Google Releases Gemini 3.1 Pro with Massive 2 Million Token Context Window
Google's Gemini 3.1 Pro sets a new industry benchmark with a 2 million token context window and 77.1% on ARC-AGI-2, enabling AI to reason over entire codebases and lengthy documents in one pass.
Google has released Gemini 3.1 Pro, its latest large language model and the new frontrunner in long-context AI processing. The model's headline feature is support for a context window of up to 2 million tokens — enough to process an entire novel, hundreds of academic papers, or a complete large-scale software codebase in a single inference call. The release marks a significant leap from the 1 million token context window supported by its predecessor.

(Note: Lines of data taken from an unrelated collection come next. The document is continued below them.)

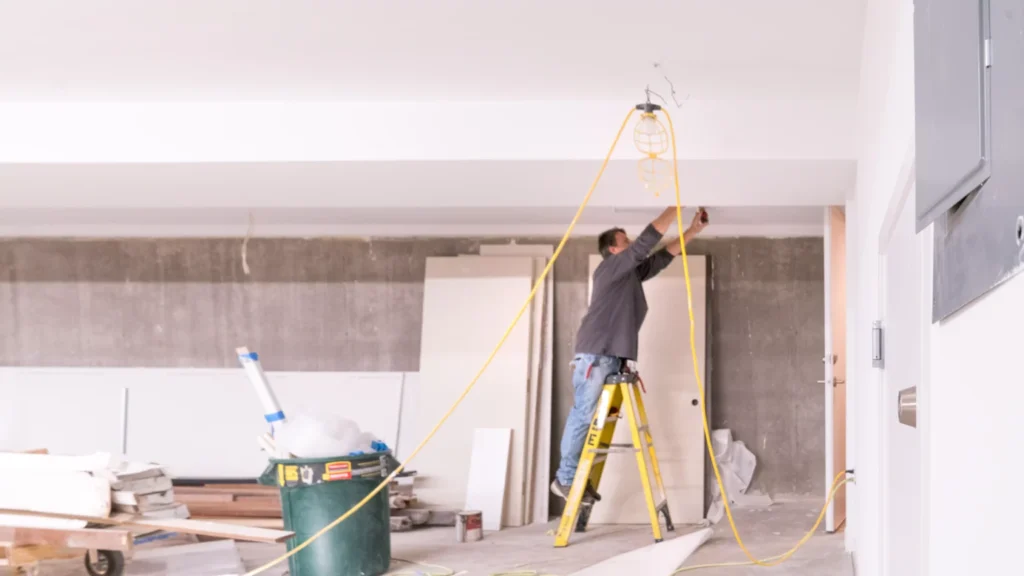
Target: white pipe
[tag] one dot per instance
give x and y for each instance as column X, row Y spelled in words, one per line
column 271, row 409
column 124, row 421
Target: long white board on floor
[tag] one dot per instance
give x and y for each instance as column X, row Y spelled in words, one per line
column 488, row 467
column 540, row 406
column 468, row 302
column 672, row 403
column 197, row 422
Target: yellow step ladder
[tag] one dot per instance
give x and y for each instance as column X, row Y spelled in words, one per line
column 620, row 396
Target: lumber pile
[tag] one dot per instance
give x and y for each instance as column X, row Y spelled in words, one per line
column 145, row 490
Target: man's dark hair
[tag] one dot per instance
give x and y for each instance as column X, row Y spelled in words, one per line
column 607, row 240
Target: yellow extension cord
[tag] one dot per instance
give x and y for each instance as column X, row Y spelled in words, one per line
column 540, row 282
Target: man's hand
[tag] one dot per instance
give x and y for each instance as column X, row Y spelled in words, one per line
column 665, row 220
column 699, row 221
column 696, row 225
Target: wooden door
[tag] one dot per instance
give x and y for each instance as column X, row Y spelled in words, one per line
column 835, row 361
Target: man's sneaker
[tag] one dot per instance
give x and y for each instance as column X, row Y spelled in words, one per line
column 562, row 491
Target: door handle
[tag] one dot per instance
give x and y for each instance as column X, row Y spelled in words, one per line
column 906, row 407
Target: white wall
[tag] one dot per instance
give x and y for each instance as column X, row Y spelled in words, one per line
column 885, row 129
column 971, row 383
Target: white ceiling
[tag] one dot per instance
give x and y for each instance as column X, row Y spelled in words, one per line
column 426, row 50
column 726, row 220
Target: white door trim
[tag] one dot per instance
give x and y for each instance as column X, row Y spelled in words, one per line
column 903, row 189
column 829, row 373
column 897, row 199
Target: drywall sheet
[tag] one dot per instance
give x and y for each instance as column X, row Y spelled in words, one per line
column 488, row 475
column 468, row 302
column 662, row 559
column 196, row 422
column 542, row 373
column 672, row 402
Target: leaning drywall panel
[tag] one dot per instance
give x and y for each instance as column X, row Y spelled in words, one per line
column 198, row 422
column 542, row 465
column 468, row 302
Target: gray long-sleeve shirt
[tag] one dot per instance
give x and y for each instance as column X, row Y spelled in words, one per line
column 617, row 305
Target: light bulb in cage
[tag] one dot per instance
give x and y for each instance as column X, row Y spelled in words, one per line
column 651, row 138
column 655, row 173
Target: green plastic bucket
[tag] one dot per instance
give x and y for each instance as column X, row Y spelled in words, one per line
column 314, row 492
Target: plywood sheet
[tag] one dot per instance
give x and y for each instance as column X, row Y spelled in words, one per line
column 468, row 303
column 488, row 475
column 672, row 402
column 542, row 442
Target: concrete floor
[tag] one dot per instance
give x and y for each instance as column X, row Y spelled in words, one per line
column 766, row 532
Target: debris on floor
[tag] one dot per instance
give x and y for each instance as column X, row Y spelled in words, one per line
column 259, row 503
column 736, row 464
column 662, row 559
column 205, row 559
column 145, row 490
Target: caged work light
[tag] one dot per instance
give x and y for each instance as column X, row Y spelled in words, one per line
column 652, row 140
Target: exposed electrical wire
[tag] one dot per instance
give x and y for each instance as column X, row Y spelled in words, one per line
column 672, row 87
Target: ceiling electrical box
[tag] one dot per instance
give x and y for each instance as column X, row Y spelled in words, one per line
column 969, row 84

In benchmark testing, Gemini 3.1 Pro scored 77.1% on the ARC-AGI-2 reasoning benchmark, a notoriously difficult test designed to measure fluid intelligence in AI systems. That score places it among the top-performing models in the world for complex multi-step reasoning tasks, particularly those involving long-horizon planning across large bodies of information.
The technical underpinnings of the expanded context window rely on a combination of Ring Attention and Grouped-Query Attention mechanisms. These allow the model to divide ultra-long sequences into chunks, distribute them across computing devices for parallel processing, and exchange key information through an efficient communication ring — dramatically reducing memory overhead without sacrificing accuracy. Google also released Gemma 4, an open-weight companion series under the Apache 2.0 license, targeting agentic workflows on lower-cost hardware.
For enterprise developers, the 2 million token context window opens up a new class of AI-powered applications: real-time code review across entire repositories, comprehensive legal document analysis, and deep scientific literature synthesis — all without chunking or retrieval hacks. Gemini 3.1 Pro is available via the Gemini API and Vertex AI, with pricing structured around token usage. Google has positioned this release as a foundational step toward fully autonomous AI agents capable of reasoning over the full context of complex, real-world tasks.